The vehicles, to be deployed this year, will replace older generation diesel vehicles. These LNGs are expected to produce 25% fewer greenhouse gas emissions compared to the older trucks and use 95% less diesel fuel than the vehicles they replace.
The Westport HD System consists of the GX 15-liter engine (based on the Cummins ISX diesel engine with cooled exhaust gas recirculation), proprietary Westport fuel injectors, LNG fuel tanks with integrated cryogenic fuel pumps, and associated electronic components to facilitate robust performance and reliable operation. The Westport HD GX engine is certified and compliant to 2010 US Environmental Protection Agency and California Air Resources Board emission standards in North America. The Westport technology uses natural gas as the main fuel with a small amount of diesel delivered at high pressure to the combustion chamber. The trucks have a 600-mile (966 km) range.
UPS currently bases its 11 LNG tractors in Ontario, from which they can make the round trip to Las Vegas on one tank of fuel. UPS is working closely with the DOE’s Clean Cities program to construct a LNG fueling station in Las Vegas. Once that facility is completed in 2011, UPS will base the 48 new tractors in Las Vegas and expand the number of long-haul routes in the West on which they’re used.
UPS has contracted with Clean Energy Fuels Corp. to fuel the new fleet of 48 LNG trucks at the new Las Vegas station. The agreement has a seven-year initial term with three one-year renewal options. Clean Energy will design, build, own and operate the station.
According to Mike Britt, UPS’ director of vehicle engineering, there are multiple technologies and alternative fuels being explored or deployed today to provide propulsion for small- and mid-sized trucks. However, he notes that “at the moment, LNG is the only suitable alternative to diesel for the really heavy, long-haul tractor trailers you see on the highway. As a fuel, LNG is very dense, providing a large amount of energy for the amount of space it occupies. This makes LNG an excellent potential fuel for large trucks that need to travel a long distance before refueling.”

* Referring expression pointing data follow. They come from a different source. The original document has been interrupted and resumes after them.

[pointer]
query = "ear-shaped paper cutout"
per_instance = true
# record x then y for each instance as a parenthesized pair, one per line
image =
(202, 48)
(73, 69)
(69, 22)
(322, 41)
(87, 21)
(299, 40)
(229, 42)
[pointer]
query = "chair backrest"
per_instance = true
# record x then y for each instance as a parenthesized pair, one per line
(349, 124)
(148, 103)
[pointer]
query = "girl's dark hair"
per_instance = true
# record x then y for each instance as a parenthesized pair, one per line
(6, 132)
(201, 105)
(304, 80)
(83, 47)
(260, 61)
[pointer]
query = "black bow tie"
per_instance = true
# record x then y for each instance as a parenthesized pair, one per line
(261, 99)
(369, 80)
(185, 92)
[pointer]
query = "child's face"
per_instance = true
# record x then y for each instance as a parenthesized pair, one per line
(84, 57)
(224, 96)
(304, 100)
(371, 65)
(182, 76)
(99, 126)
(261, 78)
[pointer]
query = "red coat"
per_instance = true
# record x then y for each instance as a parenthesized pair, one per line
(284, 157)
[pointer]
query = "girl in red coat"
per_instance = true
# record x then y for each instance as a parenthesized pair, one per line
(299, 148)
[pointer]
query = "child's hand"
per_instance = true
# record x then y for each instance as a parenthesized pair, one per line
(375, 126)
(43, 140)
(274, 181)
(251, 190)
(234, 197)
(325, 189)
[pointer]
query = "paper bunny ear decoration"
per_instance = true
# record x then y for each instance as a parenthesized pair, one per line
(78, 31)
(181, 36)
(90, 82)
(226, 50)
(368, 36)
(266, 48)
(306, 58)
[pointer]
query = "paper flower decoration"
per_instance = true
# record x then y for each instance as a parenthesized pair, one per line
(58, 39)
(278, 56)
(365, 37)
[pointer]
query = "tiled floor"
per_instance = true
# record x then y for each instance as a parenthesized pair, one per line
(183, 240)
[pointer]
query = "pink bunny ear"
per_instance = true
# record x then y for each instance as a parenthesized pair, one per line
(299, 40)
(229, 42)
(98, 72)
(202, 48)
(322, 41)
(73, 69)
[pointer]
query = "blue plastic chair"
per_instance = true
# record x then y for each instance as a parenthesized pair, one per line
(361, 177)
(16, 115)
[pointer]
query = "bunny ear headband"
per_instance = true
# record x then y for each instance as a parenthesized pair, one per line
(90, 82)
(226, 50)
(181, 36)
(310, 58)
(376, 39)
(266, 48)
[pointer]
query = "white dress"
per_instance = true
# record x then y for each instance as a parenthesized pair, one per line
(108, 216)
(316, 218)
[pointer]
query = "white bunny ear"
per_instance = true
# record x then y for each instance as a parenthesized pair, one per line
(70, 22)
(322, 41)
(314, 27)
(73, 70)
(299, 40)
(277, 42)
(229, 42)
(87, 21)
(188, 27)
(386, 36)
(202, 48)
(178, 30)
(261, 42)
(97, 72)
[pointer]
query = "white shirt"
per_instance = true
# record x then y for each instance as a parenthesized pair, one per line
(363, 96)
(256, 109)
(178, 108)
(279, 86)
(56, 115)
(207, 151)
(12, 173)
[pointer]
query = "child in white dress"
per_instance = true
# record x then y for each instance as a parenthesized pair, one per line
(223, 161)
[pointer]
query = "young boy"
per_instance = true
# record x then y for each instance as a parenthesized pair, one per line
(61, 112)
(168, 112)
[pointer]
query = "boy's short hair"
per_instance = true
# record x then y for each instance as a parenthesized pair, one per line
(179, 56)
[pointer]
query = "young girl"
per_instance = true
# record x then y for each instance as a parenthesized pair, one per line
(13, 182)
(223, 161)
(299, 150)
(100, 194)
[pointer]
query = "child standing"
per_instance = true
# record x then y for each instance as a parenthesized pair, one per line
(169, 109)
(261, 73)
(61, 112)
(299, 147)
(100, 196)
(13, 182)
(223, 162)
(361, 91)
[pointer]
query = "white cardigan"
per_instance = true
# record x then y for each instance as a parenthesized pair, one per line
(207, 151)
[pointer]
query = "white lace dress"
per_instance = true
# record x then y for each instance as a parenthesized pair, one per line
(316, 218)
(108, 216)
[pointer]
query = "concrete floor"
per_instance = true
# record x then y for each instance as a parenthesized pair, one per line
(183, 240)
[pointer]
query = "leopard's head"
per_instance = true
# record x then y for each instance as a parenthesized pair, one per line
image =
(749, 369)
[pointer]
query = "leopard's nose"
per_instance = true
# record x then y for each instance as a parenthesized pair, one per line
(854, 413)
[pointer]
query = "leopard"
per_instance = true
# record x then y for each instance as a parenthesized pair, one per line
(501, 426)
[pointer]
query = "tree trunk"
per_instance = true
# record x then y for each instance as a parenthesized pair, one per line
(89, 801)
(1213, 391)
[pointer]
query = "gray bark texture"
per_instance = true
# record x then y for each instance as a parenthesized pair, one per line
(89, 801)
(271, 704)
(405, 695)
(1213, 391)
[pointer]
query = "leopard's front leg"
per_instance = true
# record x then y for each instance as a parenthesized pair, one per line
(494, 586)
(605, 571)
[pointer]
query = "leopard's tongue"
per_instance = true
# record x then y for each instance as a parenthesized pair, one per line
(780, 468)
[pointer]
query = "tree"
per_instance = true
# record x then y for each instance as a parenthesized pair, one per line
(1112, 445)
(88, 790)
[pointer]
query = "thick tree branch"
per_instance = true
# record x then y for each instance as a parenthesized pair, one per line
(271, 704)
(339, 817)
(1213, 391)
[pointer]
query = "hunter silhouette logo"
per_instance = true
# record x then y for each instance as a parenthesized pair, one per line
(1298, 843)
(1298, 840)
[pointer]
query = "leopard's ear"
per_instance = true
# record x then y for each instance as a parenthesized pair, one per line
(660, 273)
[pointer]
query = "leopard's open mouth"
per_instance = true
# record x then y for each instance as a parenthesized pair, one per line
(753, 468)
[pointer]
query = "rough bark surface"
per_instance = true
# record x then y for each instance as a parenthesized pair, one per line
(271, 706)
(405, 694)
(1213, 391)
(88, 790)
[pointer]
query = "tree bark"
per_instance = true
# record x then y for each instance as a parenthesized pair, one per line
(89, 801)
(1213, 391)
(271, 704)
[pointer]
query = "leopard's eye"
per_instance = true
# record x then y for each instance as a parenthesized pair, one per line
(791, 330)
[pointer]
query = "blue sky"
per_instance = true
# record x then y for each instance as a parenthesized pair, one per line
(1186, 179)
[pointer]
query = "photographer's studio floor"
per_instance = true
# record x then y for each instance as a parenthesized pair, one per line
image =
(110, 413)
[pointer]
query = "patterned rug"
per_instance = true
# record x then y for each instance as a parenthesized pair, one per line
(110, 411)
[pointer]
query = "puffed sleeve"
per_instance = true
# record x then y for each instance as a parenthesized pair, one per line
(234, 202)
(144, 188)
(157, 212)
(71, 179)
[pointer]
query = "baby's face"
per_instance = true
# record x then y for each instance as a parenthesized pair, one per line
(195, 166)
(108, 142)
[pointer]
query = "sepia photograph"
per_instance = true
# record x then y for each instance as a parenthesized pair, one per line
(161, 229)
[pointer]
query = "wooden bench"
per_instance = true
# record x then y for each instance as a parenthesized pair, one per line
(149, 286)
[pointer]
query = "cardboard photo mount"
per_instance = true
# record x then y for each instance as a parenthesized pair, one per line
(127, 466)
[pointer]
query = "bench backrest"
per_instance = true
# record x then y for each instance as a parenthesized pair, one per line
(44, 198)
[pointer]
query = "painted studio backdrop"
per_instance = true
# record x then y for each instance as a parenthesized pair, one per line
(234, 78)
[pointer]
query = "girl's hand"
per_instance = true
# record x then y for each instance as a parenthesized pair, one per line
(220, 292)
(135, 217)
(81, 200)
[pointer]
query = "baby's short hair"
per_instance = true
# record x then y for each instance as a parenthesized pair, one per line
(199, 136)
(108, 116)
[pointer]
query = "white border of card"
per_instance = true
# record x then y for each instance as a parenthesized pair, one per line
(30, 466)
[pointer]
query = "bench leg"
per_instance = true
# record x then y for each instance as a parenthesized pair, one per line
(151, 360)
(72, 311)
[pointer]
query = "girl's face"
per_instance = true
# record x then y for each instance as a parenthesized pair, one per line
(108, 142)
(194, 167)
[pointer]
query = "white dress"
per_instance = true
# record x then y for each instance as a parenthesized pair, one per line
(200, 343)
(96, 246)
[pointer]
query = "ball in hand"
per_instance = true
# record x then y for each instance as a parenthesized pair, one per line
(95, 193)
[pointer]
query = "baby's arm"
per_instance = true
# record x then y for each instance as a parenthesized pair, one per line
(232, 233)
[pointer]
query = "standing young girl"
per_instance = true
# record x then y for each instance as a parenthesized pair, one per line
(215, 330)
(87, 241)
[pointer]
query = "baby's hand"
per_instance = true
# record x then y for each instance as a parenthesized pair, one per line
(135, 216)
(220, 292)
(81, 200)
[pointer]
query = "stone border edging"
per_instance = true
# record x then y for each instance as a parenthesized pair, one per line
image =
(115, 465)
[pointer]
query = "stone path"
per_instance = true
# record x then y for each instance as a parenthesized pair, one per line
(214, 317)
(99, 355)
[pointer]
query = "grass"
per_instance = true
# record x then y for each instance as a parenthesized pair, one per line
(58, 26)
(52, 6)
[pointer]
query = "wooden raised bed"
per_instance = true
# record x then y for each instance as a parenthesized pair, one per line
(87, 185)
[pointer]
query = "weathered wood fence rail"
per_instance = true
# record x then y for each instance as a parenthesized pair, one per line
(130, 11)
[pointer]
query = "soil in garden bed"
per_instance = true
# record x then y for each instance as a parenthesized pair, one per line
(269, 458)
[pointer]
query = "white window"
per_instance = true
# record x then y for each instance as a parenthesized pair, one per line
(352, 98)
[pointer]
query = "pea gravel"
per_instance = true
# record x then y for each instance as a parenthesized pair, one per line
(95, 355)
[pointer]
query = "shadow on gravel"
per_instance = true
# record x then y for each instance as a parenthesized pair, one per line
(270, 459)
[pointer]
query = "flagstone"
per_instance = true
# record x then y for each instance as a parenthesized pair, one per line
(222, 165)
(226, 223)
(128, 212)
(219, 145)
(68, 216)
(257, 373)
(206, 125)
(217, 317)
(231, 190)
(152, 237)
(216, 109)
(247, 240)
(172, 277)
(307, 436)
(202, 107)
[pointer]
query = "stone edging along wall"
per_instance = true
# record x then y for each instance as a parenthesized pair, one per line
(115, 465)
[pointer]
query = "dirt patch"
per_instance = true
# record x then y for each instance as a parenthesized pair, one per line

UPS operates one of the largest private fleets of alternative fuel vehicles in its industry: 1,914 in total. Since 2000, UPS’ “green fleet” has traveled more than 185 million miles. Besides LNG, UPS has deployed Compressed Natural Gas, propane, electric and hybrid electric vehicles in the United States, Canada, France, Germany, Brazil, the United Kingdom and Hong Kong.